Another newbie-type question – this time about using agents to guard another character.
If you have multiple characters with agent skill (of varying degrees: agent 10 through agent 40) and each one issues the order to GrdChar another character in the same hex, will the guarded character receive EXTRA protection? In other words, will a hostile agent have to fight through all of the guarding friendly agents to get to the target character?
Yes, the attacking agent will have cut through all of the defending agents. Fortunately for the Cloud Lord, this is not difficult. In a combat situation it is usually not advisable to agent guard. You just allow the enemy attacking agent to kill or wound 3 or 4 of your characters with one order. The defender is actively aiding the attacker. The Rulebook comment that defending agents are doubled in effectiveness is absolute hogwash. A deliberately misleading passage.
This implies that multiple agents ADD layers of protection.
the attacking agent will have cut through all of the defending agents.

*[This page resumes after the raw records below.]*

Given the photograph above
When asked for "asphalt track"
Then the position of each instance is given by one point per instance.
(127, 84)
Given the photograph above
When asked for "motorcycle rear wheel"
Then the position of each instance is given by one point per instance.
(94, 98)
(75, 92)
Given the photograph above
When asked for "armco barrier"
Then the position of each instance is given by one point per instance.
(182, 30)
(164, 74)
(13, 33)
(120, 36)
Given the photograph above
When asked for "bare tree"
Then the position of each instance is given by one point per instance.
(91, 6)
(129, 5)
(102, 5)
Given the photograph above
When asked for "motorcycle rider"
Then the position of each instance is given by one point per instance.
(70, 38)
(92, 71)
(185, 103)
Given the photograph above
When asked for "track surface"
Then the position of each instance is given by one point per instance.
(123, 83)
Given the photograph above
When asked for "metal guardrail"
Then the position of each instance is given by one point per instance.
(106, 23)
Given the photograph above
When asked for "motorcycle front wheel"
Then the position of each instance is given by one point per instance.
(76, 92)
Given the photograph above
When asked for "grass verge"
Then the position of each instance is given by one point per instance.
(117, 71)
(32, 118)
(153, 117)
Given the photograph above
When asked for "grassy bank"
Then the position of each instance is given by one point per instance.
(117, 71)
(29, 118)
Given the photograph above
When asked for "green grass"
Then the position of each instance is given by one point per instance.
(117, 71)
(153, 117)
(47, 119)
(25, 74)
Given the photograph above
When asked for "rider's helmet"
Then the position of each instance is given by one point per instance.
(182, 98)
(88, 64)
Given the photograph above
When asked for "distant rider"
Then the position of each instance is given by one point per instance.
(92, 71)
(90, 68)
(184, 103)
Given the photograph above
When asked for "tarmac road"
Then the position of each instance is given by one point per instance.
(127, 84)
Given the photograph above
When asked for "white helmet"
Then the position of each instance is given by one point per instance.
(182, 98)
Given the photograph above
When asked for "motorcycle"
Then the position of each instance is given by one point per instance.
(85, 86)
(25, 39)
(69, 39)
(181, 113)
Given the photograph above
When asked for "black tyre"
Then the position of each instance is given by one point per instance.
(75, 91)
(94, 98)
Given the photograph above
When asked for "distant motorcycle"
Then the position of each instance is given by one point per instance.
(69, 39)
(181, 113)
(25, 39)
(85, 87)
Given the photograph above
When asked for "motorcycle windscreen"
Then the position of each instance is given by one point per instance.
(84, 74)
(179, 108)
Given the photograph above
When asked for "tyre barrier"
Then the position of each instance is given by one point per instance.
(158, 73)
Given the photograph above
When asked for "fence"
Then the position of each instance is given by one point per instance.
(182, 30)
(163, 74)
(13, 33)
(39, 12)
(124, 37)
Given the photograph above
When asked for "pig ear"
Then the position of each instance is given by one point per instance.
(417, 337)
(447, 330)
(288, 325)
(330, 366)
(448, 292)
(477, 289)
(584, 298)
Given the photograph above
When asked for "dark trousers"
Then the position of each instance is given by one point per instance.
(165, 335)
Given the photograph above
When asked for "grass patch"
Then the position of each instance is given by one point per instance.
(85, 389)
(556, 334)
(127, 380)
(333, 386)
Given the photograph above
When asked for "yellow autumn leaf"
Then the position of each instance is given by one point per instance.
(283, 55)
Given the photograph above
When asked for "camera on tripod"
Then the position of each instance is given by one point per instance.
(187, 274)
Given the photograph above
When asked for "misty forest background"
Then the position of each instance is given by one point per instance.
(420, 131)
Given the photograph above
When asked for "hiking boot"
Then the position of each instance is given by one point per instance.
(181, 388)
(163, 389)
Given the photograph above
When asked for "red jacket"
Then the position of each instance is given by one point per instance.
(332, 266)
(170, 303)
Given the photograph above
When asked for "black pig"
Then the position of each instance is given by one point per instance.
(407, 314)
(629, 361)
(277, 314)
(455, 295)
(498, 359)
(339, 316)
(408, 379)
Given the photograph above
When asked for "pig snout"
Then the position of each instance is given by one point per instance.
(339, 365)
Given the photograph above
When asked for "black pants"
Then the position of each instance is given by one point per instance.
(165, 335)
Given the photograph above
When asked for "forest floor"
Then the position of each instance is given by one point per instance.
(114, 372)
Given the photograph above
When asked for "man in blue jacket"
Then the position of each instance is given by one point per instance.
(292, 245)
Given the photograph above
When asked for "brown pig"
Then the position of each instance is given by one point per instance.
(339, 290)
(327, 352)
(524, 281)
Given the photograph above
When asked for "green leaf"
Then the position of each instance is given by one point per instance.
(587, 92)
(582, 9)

But note, this isn’t “…will have TO cut through…” It’s almost as if the answer was written in a style that one can interpret as
A deliberately misleading passage.
If the question is “Do 4 40 point agents equal 160 points of defense (supposedly 320)?” At which point, I believe Arthedain73’s answer would be a resounding “No” The guard orders are taken into account individually in random order. Thus, 1 50 is better than 2 40’s, no? Another example of the linear nature of the program would be Overrunning armies. If your huge 25,000 HC army met up with 12 enemy armies, it’s irrelevant what their total numbers (constitution? ) are, they’re each taken into account as individual armies and could thusly all be overrun…just as all your weak agents are likely to be prejudicially harmed if guarding against a big meanie.
I would like to reiterate what Arthedain73 said, if you believe an enemy ‘super-agent’ is about to assassinate one of your characters, guard with only one agent per target. You could try an assassination on the enemy agent if you are at your own pop centre and have a 60’ish guard agent and you thought he was alone?

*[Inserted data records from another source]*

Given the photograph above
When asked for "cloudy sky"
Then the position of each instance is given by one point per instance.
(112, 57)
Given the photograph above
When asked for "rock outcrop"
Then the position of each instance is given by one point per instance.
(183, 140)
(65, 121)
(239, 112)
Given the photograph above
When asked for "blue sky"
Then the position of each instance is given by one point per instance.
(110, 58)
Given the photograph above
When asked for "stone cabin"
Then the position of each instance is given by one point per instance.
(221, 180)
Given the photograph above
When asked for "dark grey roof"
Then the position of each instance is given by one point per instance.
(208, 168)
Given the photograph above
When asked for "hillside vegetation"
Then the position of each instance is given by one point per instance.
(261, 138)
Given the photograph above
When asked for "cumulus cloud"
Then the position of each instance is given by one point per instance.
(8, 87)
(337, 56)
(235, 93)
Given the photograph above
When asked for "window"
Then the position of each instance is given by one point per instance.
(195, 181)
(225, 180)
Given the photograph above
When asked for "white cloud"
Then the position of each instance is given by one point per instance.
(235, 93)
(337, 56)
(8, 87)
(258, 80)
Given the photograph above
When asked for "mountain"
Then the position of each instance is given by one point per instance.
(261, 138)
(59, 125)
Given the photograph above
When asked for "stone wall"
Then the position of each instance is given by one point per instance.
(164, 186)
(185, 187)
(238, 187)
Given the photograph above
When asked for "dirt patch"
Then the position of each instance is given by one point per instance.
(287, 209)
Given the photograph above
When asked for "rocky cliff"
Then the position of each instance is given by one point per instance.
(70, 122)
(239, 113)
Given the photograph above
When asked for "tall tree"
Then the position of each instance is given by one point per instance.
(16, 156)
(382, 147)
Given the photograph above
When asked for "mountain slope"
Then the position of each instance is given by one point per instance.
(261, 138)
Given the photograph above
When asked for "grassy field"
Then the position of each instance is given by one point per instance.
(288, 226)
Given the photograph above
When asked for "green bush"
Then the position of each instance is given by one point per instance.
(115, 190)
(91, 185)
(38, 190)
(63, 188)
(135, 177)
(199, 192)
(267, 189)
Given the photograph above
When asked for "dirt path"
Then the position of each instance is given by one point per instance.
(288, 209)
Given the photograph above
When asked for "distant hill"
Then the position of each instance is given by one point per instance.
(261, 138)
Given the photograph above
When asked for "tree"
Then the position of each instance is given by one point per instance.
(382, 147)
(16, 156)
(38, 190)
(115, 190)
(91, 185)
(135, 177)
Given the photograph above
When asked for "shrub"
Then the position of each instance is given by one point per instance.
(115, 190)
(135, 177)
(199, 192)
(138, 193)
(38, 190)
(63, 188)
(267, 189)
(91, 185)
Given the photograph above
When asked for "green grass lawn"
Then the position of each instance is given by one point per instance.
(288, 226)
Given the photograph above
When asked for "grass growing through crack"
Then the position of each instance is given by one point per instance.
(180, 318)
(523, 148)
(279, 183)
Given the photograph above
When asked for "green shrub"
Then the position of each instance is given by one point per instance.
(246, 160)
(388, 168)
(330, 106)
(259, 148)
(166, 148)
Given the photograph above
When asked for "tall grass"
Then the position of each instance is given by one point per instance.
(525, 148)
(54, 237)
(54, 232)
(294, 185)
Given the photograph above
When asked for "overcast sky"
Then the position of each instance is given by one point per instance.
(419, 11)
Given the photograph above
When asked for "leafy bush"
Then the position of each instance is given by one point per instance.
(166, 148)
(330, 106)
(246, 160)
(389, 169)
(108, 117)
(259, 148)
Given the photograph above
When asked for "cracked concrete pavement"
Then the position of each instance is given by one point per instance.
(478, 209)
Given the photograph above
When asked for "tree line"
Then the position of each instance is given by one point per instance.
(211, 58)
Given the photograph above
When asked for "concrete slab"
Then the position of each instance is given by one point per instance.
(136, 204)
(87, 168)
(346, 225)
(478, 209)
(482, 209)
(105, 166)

Another interesting point is that guards can be injured / killed by agents who are not double their agent rank, I had a ~65 agent injured by an enemy agent with ~ 100 rank. I guess the double guarding formula does not apply to assassins once they exceed the 100 agent rank. Anyone else find cases of this happening?
It is not just assassinations. Any guarding in a combat zone is fraught. In a recent game one of my ‘team mates’ lost situational awareness and stole gold from one of my camps. The camp was guarded by an A33 and an A36. His A42 cut right through the two defending agents, wounding them and stole the gold. This sort of thing happens all the time. Don’t guard in combat situations. Those few times it works is not because the guard worked but because the enemy agent got his 5% ‘fumble’ random roll. Oh well, you have been warned.
The example of your team mate’s agent cutting through your guarding agents may be a good example of how a bad relations modifier effects covert actions against your nation? My experience is that few or no enemy agents of a similar rank would have succeeded in similar circumstances.
I think it should be quite “easy” to find out if this is the way multiple guards work.
Has anyone ever experienced that an agent cuts through the first and the second guard, but gets stopped by the third guard? Because I havent as far as I remember? The agents always seem to go through all guards, or get stopped by the first.
Maybe this is because if multiple guards are pressent, they get calculated as one entity?